The lustre has come off both the device and content in recent years as consumers have shown a renewed interest in print books. But the Kindle and its publishing platform, as well as those of the competitors that sprouted up, remain robust and viable options for both authors and readers.
The Kindle’s first decade wasn’t without its controversy, of course. Amazon infamously deleted purchased copies of George Orwell’s Animal Farm and Nineteen Eighty-Four from users’ devices in 2009 after discovering that the publisher lacked the rights to sell the books.
Company founder Jeff Bezos was forced to apologize and ended up settling a potential class-action lawsuit, but the fears of Big Brother – and Amazon’s apparent control over users’ purchases – continue to linger.
Ironically, Amazon and Apple’s biggest clash was over e-books. Publishers, fearing Amazon’s growing power, conspired with Apple to counter that influence by fixing e-book prices. In 2014, Apple settled with U.S. anti-trust authorities, giving Amazon customers credits for the over-payments they were forced to endure.
Given that, it’s no coincidence the two tech companies are where they are today.
Both are juggernauts – Apple is the biggest U.S. firm by market capitalization, while Amazon is fifth – and both have their fingers in many businesses. But, according to a survey last week of more than 1,500 Americans by tech website The Verge, one company is beloved by its customers while the other is considerably less so.
Americans, it turns out, trust Amazon almost as much as their bank and would care very much if it suddenly disappeared. Apple, meanwhile, is disliked almost as much as Facebook and Twitter. More people actually prefer Microsoft to the iPhone maker.
Conspiring to inflate e-book prices might have something to do with that.
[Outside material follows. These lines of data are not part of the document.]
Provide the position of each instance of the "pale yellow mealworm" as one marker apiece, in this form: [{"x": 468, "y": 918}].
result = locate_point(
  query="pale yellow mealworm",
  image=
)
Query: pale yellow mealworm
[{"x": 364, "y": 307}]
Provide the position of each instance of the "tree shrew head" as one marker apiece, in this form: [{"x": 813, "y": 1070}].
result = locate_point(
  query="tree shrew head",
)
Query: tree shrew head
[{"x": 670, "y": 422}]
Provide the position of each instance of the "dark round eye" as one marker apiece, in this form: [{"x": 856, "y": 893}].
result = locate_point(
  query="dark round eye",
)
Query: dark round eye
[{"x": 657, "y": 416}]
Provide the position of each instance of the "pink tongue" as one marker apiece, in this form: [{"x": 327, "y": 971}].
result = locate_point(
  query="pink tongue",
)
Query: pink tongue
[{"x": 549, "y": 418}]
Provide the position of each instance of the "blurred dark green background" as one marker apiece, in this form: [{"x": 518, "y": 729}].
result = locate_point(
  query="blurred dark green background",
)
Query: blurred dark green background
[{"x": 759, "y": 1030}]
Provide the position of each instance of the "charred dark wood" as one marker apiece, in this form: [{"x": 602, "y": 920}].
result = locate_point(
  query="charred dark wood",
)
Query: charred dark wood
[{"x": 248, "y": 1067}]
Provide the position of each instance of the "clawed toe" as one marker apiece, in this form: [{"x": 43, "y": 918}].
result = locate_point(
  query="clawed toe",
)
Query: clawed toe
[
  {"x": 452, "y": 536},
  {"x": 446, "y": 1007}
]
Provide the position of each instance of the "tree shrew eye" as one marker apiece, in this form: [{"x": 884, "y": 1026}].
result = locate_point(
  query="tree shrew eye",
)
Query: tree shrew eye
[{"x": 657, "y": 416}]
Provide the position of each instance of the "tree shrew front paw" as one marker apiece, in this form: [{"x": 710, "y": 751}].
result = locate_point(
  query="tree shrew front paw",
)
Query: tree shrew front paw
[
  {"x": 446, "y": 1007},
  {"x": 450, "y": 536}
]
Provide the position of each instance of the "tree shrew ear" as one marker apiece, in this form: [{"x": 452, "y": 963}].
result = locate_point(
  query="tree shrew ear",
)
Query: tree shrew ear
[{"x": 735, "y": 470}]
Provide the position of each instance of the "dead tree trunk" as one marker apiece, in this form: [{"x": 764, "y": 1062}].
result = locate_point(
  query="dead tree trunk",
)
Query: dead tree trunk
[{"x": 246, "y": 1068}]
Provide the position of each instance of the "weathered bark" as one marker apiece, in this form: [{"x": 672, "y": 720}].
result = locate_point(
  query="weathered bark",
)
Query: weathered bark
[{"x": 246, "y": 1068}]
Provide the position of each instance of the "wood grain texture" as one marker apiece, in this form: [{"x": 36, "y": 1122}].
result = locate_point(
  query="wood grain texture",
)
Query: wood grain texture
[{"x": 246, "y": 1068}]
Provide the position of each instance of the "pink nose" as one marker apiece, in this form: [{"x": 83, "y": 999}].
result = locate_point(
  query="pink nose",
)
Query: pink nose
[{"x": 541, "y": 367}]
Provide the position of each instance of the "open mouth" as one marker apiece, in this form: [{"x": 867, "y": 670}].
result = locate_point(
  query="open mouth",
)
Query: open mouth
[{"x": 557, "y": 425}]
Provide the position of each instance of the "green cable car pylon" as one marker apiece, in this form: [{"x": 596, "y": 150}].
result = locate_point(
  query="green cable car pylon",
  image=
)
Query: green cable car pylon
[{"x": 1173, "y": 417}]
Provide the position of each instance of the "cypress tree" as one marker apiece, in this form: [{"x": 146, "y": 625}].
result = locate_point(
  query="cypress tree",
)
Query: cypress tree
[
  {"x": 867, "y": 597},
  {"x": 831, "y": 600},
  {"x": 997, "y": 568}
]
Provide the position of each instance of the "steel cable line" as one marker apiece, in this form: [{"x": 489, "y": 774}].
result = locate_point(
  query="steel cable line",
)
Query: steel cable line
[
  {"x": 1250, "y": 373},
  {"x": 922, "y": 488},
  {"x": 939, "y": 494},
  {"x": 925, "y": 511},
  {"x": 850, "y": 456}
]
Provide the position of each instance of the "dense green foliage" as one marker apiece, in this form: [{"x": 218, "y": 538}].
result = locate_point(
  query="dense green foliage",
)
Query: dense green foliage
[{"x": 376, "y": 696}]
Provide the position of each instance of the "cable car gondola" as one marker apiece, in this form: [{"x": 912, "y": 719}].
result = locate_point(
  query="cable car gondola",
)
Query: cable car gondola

Continually raising iPhone prices in the pursuit of even more astronomical profit, while simultaneously engaging in anti-consumer moves like removing the headphone jack, also probably played a part.
Apple is now replacing the fingerprint reader on the iPhone X with facial recognition, yet another move that is provoking skepticism if not contempt.
Amazon has also had its missteps – to be sure – but it is still seen as a benevolent entity for the most part, as the survey shows.
Offering consumers lower prices, giving product makers new opportunities and disrupting the establishment’s status quo will do that. And those are all things the Kindle has done.